Nor was he an instant too speedy. Numa's raking talons touched his boot and sent him swarming up among the higher branches, where he clung weak and panting looking down into the snarling visage of the carnivore.

For a moment Numa growled up at him and then, with a coughing grunt, turned away and strode majestically in the direction of the clump of grasses from which he had emerged. He stopped to sniff at the pack of provisions Stimbol had discarded and, evidently piqued by the man scent clinging to it, cuffed at it angrily. It rolled to one side and Numa stepped back, eyeing it warily, then, with a growl, he leaped upon it and commenced to maul the insensate thing, ripping and tearing until its contents were scattered about upon the ground. He bit into tins and boxes until scarcely an article remained intact, while Stimbol crouched in the tree and watched the destruction of his provisions, utterly helpless to interfere.
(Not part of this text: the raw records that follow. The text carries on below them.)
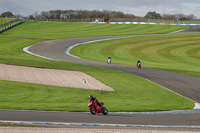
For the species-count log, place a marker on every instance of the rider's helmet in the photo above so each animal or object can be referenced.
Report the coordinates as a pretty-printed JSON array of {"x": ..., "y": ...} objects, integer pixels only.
[{"x": 90, "y": 96}]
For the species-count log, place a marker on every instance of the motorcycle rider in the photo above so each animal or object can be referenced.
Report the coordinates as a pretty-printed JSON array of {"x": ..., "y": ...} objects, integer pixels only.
[
  {"x": 138, "y": 62},
  {"x": 95, "y": 100}
]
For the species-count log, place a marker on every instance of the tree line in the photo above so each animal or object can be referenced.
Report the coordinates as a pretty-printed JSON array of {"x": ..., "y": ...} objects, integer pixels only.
[{"x": 106, "y": 14}]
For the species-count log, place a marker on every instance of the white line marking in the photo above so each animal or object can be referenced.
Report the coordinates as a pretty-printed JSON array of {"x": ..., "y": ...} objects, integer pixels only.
[{"x": 98, "y": 124}]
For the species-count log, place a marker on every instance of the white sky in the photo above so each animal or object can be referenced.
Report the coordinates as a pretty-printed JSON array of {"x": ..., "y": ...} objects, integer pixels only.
[{"x": 136, "y": 7}]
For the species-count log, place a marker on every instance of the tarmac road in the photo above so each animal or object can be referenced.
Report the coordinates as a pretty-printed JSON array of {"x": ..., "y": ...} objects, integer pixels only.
[{"x": 185, "y": 85}]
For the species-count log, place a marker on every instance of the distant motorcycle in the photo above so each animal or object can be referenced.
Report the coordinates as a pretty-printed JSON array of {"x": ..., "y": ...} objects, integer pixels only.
[
  {"x": 95, "y": 108},
  {"x": 139, "y": 65},
  {"x": 109, "y": 61}
]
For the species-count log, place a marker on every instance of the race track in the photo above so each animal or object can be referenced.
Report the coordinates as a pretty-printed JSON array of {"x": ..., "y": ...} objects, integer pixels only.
[{"x": 185, "y": 85}]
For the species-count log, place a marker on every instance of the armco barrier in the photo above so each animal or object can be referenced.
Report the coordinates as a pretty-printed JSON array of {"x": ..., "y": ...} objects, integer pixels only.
[
  {"x": 13, "y": 25},
  {"x": 144, "y": 23}
]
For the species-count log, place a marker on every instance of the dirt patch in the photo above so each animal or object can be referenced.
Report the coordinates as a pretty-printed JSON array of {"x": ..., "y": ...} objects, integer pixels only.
[{"x": 73, "y": 79}]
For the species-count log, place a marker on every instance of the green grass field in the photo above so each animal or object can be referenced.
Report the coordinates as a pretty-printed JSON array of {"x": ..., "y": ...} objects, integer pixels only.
[
  {"x": 59, "y": 30},
  {"x": 178, "y": 53},
  {"x": 132, "y": 93},
  {"x": 4, "y": 21}
]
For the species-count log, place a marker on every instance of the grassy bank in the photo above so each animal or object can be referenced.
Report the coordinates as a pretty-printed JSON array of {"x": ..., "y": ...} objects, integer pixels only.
[
  {"x": 178, "y": 53},
  {"x": 58, "y": 30}
]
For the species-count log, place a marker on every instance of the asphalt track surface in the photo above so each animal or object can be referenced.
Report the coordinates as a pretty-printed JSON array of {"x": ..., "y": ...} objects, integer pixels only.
[{"x": 184, "y": 85}]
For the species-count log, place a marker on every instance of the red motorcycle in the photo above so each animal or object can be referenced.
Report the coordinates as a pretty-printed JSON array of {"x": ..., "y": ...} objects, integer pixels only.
[
  {"x": 139, "y": 65},
  {"x": 95, "y": 108}
]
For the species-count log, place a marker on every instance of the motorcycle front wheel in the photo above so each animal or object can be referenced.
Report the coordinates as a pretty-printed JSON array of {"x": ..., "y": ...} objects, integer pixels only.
[{"x": 92, "y": 111}]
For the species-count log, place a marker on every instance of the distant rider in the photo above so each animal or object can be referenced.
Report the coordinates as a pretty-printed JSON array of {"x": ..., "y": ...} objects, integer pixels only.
[
  {"x": 95, "y": 100},
  {"x": 109, "y": 60},
  {"x": 138, "y": 62}
]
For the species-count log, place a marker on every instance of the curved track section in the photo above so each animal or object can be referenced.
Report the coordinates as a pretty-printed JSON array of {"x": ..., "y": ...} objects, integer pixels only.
[{"x": 185, "y": 85}]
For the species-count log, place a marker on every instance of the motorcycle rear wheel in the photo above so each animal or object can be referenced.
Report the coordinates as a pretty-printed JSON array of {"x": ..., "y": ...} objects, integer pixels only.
[{"x": 105, "y": 111}]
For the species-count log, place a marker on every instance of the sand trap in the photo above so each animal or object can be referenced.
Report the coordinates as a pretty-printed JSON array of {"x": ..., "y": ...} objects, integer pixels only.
[{"x": 52, "y": 77}]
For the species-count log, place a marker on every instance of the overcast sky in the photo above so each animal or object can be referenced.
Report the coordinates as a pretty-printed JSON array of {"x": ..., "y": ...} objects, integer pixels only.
[{"x": 136, "y": 7}]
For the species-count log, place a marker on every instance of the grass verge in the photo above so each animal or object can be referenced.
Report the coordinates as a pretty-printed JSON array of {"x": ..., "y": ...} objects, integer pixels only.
[{"x": 177, "y": 53}]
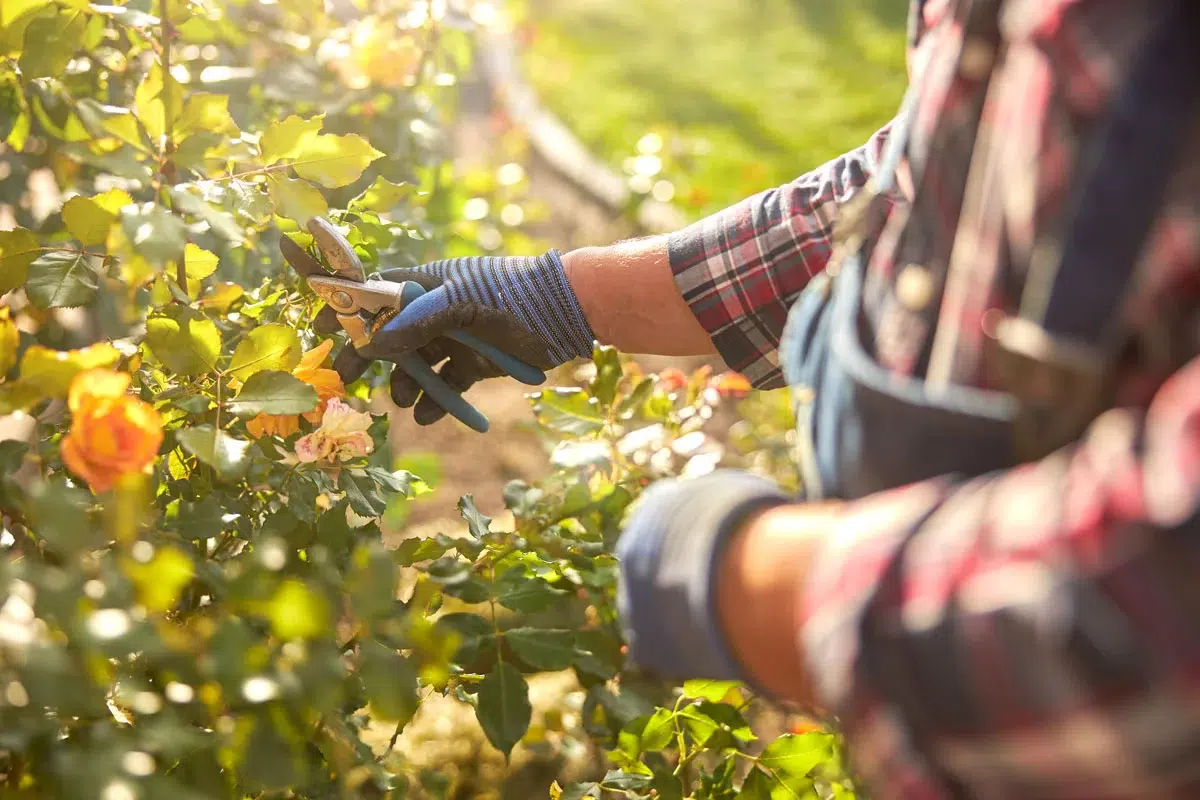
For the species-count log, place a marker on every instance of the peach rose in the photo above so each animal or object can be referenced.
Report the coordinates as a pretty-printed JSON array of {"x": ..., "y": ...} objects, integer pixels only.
[
  {"x": 341, "y": 437},
  {"x": 113, "y": 434},
  {"x": 310, "y": 370},
  {"x": 731, "y": 384}
]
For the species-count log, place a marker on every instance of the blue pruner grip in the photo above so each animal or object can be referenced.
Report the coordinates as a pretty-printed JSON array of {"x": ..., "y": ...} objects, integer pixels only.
[{"x": 444, "y": 395}]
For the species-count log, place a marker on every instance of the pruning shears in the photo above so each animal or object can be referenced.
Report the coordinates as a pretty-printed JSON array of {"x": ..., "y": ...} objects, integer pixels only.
[{"x": 364, "y": 305}]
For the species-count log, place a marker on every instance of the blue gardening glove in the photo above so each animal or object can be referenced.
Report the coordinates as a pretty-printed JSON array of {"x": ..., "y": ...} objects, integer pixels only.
[
  {"x": 525, "y": 306},
  {"x": 670, "y": 554}
]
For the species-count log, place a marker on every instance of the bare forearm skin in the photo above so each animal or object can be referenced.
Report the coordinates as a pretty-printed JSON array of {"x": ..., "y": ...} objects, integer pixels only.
[
  {"x": 760, "y": 588},
  {"x": 631, "y": 301}
]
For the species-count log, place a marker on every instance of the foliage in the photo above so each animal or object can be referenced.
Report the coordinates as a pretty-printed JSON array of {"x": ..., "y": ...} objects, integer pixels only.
[
  {"x": 195, "y": 597},
  {"x": 711, "y": 102}
]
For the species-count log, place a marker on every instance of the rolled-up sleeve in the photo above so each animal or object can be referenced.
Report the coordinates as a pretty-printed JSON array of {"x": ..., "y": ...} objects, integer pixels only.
[
  {"x": 1029, "y": 633},
  {"x": 741, "y": 269}
]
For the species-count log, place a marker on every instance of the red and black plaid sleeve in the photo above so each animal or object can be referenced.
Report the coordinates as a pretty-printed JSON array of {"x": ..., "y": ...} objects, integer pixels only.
[{"x": 741, "y": 269}]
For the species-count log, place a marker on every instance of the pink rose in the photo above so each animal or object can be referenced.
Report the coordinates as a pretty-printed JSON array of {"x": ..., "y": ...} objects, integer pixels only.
[{"x": 341, "y": 437}]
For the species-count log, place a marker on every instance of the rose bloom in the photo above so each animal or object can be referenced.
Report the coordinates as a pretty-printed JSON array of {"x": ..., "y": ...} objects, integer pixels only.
[
  {"x": 341, "y": 437},
  {"x": 113, "y": 434},
  {"x": 732, "y": 384},
  {"x": 310, "y": 370}
]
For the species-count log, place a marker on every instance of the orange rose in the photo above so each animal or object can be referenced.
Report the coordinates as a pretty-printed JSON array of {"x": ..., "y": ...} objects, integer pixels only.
[
  {"x": 732, "y": 384},
  {"x": 113, "y": 434},
  {"x": 310, "y": 370}
]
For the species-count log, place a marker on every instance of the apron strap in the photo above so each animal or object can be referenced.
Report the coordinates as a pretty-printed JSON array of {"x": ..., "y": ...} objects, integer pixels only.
[{"x": 1057, "y": 355}]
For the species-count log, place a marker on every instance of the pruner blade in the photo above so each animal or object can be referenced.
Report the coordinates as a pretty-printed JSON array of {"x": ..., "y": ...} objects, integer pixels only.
[{"x": 339, "y": 253}]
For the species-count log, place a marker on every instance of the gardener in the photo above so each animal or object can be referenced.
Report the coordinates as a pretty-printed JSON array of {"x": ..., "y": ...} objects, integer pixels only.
[{"x": 993, "y": 581}]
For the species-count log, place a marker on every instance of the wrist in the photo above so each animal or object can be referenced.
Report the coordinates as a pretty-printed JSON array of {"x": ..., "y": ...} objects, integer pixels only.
[{"x": 669, "y": 559}]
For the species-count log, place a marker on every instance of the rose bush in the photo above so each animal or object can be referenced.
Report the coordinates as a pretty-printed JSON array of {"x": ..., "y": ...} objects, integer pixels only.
[
  {"x": 113, "y": 435},
  {"x": 196, "y": 599}
]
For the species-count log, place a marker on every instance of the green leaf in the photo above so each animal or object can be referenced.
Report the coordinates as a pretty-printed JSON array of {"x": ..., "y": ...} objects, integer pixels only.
[
  {"x": 477, "y": 522},
  {"x": 297, "y": 612},
  {"x": 295, "y": 199},
  {"x": 568, "y": 410},
  {"x": 543, "y": 649},
  {"x": 204, "y": 112},
  {"x": 154, "y": 232},
  {"x": 361, "y": 494},
  {"x": 372, "y": 582},
  {"x": 504, "y": 709},
  {"x": 19, "y": 396},
  {"x": 18, "y": 250},
  {"x": 381, "y": 197},
  {"x": 10, "y": 10},
  {"x": 157, "y": 102},
  {"x": 274, "y": 392},
  {"x": 270, "y": 763},
  {"x": 52, "y": 371},
  {"x": 10, "y": 342},
  {"x": 87, "y": 220},
  {"x": 609, "y": 373},
  {"x": 199, "y": 519},
  {"x": 525, "y": 594},
  {"x": 473, "y": 633},
  {"x": 390, "y": 683},
  {"x": 287, "y": 138},
  {"x": 198, "y": 262},
  {"x": 185, "y": 341},
  {"x": 795, "y": 756},
  {"x": 647, "y": 734},
  {"x": 19, "y": 133},
  {"x": 623, "y": 781},
  {"x": 334, "y": 161},
  {"x": 161, "y": 581},
  {"x": 417, "y": 548},
  {"x": 757, "y": 786},
  {"x": 60, "y": 517},
  {"x": 713, "y": 723},
  {"x": 51, "y": 42},
  {"x": 216, "y": 449},
  {"x": 709, "y": 690},
  {"x": 221, "y": 222},
  {"x": 61, "y": 280},
  {"x": 267, "y": 347},
  {"x": 581, "y": 791},
  {"x": 112, "y": 121}
]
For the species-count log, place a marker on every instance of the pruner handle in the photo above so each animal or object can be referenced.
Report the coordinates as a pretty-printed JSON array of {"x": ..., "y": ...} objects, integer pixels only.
[{"x": 442, "y": 394}]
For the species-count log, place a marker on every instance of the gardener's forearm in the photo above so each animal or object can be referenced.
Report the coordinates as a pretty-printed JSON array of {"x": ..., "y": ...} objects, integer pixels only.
[
  {"x": 759, "y": 590},
  {"x": 631, "y": 301}
]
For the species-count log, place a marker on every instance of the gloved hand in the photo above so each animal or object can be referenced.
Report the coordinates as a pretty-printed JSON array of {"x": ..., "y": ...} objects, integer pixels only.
[
  {"x": 670, "y": 558},
  {"x": 525, "y": 306}
]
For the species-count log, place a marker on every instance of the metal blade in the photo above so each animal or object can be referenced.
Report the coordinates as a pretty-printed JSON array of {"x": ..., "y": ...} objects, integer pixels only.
[
  {"x": 339, "y": 253},
  {"x": 300, "y": 260}
]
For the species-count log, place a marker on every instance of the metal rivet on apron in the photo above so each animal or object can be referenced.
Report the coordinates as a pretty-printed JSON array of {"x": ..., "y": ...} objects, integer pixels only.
[
  {"x": 915, "y": 287},
  {"x": 975, "y": 64}
]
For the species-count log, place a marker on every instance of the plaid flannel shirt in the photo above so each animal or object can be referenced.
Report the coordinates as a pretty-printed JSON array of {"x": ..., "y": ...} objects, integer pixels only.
[{"x": 1039, "y": 632}]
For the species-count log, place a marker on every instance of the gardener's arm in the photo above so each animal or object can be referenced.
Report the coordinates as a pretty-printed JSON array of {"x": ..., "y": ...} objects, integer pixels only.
[
  {"x": 727, "y": 281},
  {"x": 1002, "y": 623},
  {"x": 721, "y": 284}
]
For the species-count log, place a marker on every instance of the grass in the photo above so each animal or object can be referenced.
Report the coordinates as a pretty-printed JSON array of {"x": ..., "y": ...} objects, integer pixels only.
[{"x": 745, "y": 94}]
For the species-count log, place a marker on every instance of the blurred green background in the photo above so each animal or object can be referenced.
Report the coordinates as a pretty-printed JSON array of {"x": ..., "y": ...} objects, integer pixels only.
[{"x": 736, "y": 96}]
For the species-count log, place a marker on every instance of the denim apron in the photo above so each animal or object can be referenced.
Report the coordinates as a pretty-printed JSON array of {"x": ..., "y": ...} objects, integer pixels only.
[{"x": 863, "y": 429}]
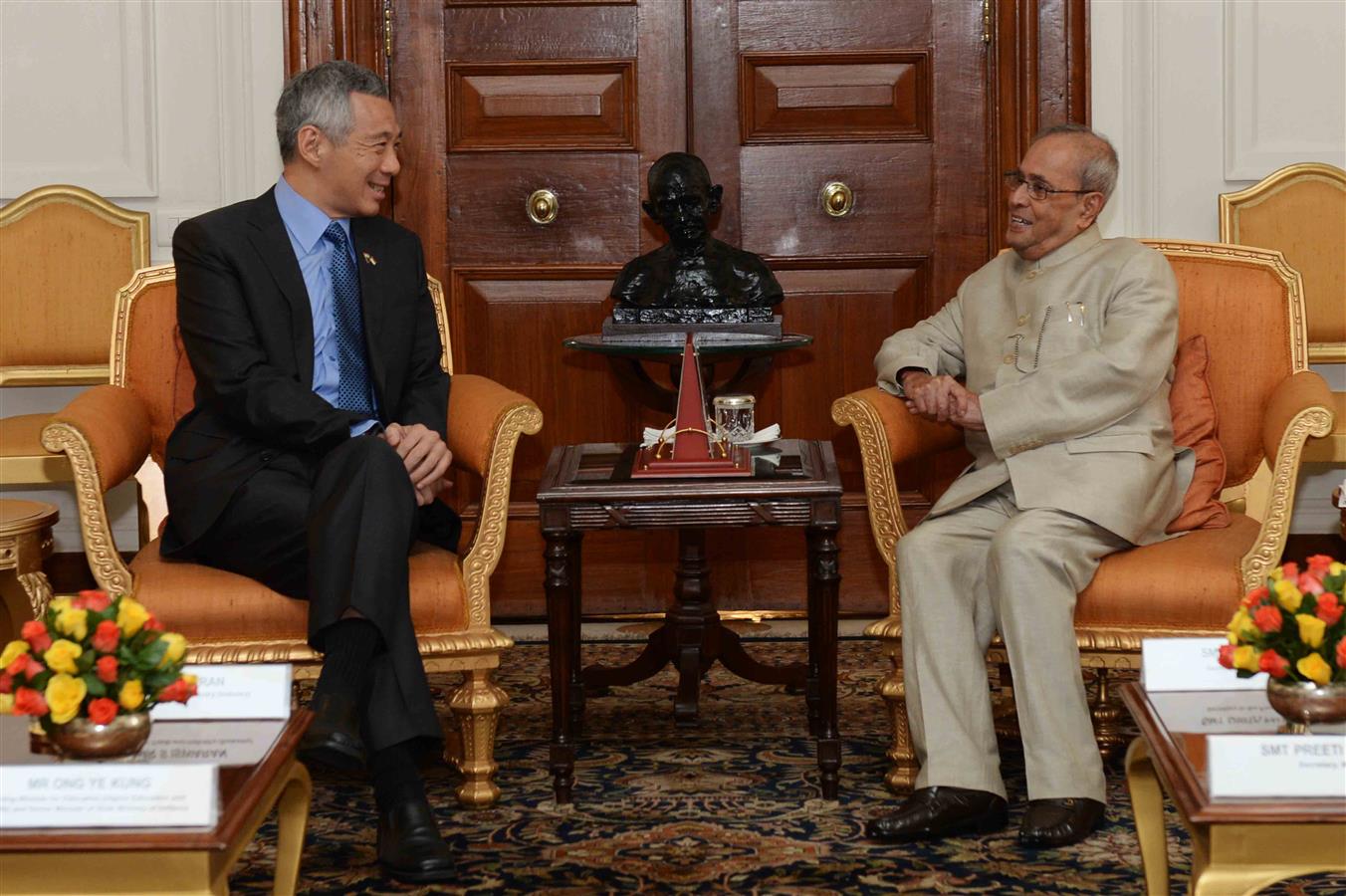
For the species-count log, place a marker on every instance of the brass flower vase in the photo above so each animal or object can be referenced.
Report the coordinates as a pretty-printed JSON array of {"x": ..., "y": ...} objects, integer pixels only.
[
  {"x": 83, "y": 739},
  {"x": 1303, "y": 704}
]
A dozen times he cursed himself for having thrown away his rifle and even more frequently he vowed vengeance. He consoled himself, however, with the realization that Blake could not be far away and that with Blake there were ample provisions which could be augmented by trading and hunting. When the lion left he would descend and follow Blake's trail.

Numa, tired of the contents of the pack, resumed his way toward the long grass, but again his attention was distracted—this time by the thunder stick of the Tarmangani. The lion smelled of the discarded rifle, pawed it and finally picked it up between his jaws. Stimbol looked on, horrified. What if the beast damaged the weapon? He would be left without means of defense or for obtaining food!

"Drop it!" shouted Stimbol. "Drop it!"

Numa, ignoring the ravings of the despised man-thing, strode into his lair, carrying the rifle with him.

That afternoon and night spelled an eternity of terror for Wilbur Stimbol. While daylight lasted the lion remained in the nearby patch of grass effectually deterring the unhappy man from continuing his search for Blake's camp, and after night fell no urge whatever could have induced Stimbol to descend to the paralyzing terrors of the jungle night even had he known that the lion had departed and no sounds had apprised him of the near presence of danger; but sounds did apprise him. From shortly after dark until nearly dawn a perfect bedlam of howls and growls and coughs and grunts and barks arose from directly beneath him as if there had been held a convention of all the horrid beasts of the jungle at the foot of the tree that seemed at best an extremely insecure sanctuary.

When morning came the jungle lay silent and peaceful about him and only torn canvas and empty cans bore mute evidence to the feast of the hyenas that had passed into jungle history. Numa had departed leaving the remains of the kill upon which he had lain as the pièce de résistance of the hyenian banquet for which Stimbol had furnished the hors d'oeuvres.

Stimbol, trembling, descended. Through the jungle, wild-eyed, startled by every sound, scurried a pitiful figure of broken, terror stricken old age. Few could have recognized in it Wilbur Stimbol of Stimbol and Company, brokers, New York.